Город Вологда в продолжение моего почти тридцатилетнего отсутствия весьма изменился как по внешности, так и по образу жизни.
Улицы теперь стали несравненно лучше: они были кривые, их выпрямили и явились новые там, где были пустыри, и везде каменная мостовая, которая в прежнее время существовала только местами; каменных зданий прибавилось мало, но очень много деревянных домов и весьма красивых; вообще я нашел, что город очень изменился, но к лучшему.
На следующий день я был в церкви Живоначальной Троицы (на Ленивой площадке), где почивают мощи преподобного Герасима, и служил молебен. Зимнюю церковь теперь распространяют.
Оттуда я заехал к обедне в Горний Успенский девичий монастырь. Игуменья приняла весьма приветливо, и для меня обедню пели по нотам и очень удачно. Настоятельские кельи теперь каменные, и также корпус, в котором училище, чего прежде не было; кельи монашеские, хотя и деревянные, но построены хорошо и расположены правильно в линию, прежде же они были строены где как пришлось.
Побывал я и в Прилуцком монастыре за Архангельской заставой верстах в 4 от города. С левой стороны, неподалеку от дороги, стоит церковь святого Иоанна Предтечи в Дюдиковой пустыни, которая была прежде монастырем, но после нашествия Литвы и разграбления монастырь остался упраздненным.

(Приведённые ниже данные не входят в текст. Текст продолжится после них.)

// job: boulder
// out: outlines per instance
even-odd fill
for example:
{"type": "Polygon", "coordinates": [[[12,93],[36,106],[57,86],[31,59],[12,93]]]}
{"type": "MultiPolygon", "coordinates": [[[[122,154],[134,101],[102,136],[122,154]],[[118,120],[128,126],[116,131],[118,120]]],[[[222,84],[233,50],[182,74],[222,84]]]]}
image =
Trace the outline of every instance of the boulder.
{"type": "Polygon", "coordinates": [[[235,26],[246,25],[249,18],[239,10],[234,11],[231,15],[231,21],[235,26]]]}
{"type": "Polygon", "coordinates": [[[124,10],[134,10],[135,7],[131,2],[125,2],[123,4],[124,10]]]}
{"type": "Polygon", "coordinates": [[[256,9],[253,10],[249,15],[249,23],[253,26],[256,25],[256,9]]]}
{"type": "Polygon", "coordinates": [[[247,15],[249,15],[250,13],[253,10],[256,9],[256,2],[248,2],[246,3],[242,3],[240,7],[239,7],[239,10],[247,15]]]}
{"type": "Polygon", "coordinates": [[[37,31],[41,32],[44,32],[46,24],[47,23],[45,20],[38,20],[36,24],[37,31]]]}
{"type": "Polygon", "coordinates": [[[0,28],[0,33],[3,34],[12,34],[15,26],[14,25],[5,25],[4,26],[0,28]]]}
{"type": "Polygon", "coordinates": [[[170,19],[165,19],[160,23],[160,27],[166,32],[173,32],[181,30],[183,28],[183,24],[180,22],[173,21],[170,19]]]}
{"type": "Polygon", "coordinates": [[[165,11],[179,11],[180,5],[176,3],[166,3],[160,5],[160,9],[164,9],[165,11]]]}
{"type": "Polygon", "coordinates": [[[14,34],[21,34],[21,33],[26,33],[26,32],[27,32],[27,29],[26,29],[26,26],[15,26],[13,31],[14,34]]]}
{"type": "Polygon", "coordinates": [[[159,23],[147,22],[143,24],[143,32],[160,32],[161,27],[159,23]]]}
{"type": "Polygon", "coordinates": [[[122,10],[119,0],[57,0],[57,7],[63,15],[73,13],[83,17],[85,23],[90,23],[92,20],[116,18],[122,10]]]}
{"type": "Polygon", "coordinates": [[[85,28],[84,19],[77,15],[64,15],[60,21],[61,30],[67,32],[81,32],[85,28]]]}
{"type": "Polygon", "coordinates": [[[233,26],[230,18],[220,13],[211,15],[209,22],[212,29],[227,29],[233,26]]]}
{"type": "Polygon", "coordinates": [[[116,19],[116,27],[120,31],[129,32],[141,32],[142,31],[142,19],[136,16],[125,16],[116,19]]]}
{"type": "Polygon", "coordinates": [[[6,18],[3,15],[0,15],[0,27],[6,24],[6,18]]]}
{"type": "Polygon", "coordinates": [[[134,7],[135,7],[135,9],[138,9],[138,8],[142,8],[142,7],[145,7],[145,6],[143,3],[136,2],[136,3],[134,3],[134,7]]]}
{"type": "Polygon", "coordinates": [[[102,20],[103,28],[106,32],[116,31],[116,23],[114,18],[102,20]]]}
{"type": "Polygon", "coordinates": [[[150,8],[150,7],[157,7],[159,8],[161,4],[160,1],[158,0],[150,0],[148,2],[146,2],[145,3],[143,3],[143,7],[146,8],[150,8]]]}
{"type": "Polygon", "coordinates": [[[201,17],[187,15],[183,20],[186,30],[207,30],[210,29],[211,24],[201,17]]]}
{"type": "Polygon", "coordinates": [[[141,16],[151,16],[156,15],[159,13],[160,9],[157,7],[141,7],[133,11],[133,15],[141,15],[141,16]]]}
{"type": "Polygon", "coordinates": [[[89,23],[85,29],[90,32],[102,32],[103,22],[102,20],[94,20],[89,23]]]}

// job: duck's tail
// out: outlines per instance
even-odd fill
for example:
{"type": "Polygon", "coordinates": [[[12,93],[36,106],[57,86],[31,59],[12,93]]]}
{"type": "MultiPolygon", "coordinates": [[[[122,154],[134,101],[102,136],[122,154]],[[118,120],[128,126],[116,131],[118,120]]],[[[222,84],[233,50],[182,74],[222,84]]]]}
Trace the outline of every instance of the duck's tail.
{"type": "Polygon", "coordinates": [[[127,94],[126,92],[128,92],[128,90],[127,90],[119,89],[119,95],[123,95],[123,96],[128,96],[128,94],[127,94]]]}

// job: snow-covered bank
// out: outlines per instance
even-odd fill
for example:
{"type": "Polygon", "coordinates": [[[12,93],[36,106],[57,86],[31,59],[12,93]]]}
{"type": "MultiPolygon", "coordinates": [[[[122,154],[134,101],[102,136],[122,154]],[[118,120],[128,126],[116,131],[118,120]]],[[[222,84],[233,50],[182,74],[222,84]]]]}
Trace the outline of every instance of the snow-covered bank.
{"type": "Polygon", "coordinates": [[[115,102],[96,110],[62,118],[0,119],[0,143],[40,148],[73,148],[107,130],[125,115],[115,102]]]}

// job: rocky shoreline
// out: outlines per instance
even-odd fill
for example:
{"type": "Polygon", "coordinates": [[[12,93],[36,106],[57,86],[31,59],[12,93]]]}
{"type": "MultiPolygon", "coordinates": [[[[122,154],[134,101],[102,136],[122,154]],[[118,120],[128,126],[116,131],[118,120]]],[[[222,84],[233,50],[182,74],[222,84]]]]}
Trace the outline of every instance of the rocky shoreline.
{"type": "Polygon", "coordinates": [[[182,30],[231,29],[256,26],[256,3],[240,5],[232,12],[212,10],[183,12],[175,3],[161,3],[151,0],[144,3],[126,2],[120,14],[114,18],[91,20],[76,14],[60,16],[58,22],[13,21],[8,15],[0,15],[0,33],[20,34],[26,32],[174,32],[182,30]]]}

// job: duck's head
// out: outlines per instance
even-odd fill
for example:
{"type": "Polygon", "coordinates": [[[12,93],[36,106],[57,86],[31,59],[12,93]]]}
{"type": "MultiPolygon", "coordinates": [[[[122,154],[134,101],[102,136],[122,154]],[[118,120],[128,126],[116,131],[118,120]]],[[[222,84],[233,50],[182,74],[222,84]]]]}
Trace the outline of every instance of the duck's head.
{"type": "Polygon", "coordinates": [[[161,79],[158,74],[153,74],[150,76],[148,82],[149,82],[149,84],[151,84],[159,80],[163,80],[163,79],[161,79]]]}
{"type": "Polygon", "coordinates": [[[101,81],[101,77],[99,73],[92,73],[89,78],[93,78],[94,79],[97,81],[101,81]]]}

Эта Дюдикова пустынь с давнего времени причислена была к Николо-Угрешскому монастырю и состояла за ним до 1627, или 1628 года, когда по просьбе вологжан была от монастыря взята и отдана к посаду, а Угрешскому монастырю был дан в обмен Кременской посад близ Боровска.
В Прилуцком монастыре я застал обедню и служил молебен преподобному Димитрию и преподобному Игнатию. Я нашел, что монастырь против прежнего мало изменился. Я посетил отца-казначея, который принимал меня в тех покоях, где помещался преосвященный Варлаам, только что перед тем уехавший. Помещение очень хорошее, просторное и со сводами, по-старинному. Здесь пребывал на покое преосвященный Ириней (Нестерович)74. Одна из комнат расписана (но далеко не художественно) картинами, изображающими сотворение мира. С одной стороны пристроена терраса, с которой открывается вид на всю Вологду и окрестности.
В этих кельях в 1812 году помещались присланные сюда из Москвы со святыней и драгоценностями: Златоустовский архимандрит Лаврентий75 (впоследствии – Черниговский архиепископ) и Николо-Угрешский игумен Павел76 (впоследствии – ректор Иркутской Семинарии). До сих пор на одном из окон видны стихи, писанные карандашем и сохраняемые как воспоминание этих двух посетителей – обоих игуменов Угрешских. Вот эти стихи:
«В то время, в грозную для Церкви ту годину,
Как новый Юлиан в надменности своей,
Безбожною рукой коснулся алтарей,
(Разбойник, взяв царя подложную личину),
В то время, в лютый час пылающей Москвы,
Как сорван крест Христов с Ивановской главы,
Как града жители от буйств врага страдали
(Их крыло рубище – тирана вечный стыд),
В то время в сих стенах спокойно пребывали
Игумен и архимандрит:
Один – монастыря Угрешского Николы,
Другой – святителя, что в Греции глаголы
В сердца железные златые изливал
И Златоустым свет которого назвал.
Прости, священная обитель!
Как ты покоила, как ты хранила нас,
Так да хранит тебя Господь на всякий час!»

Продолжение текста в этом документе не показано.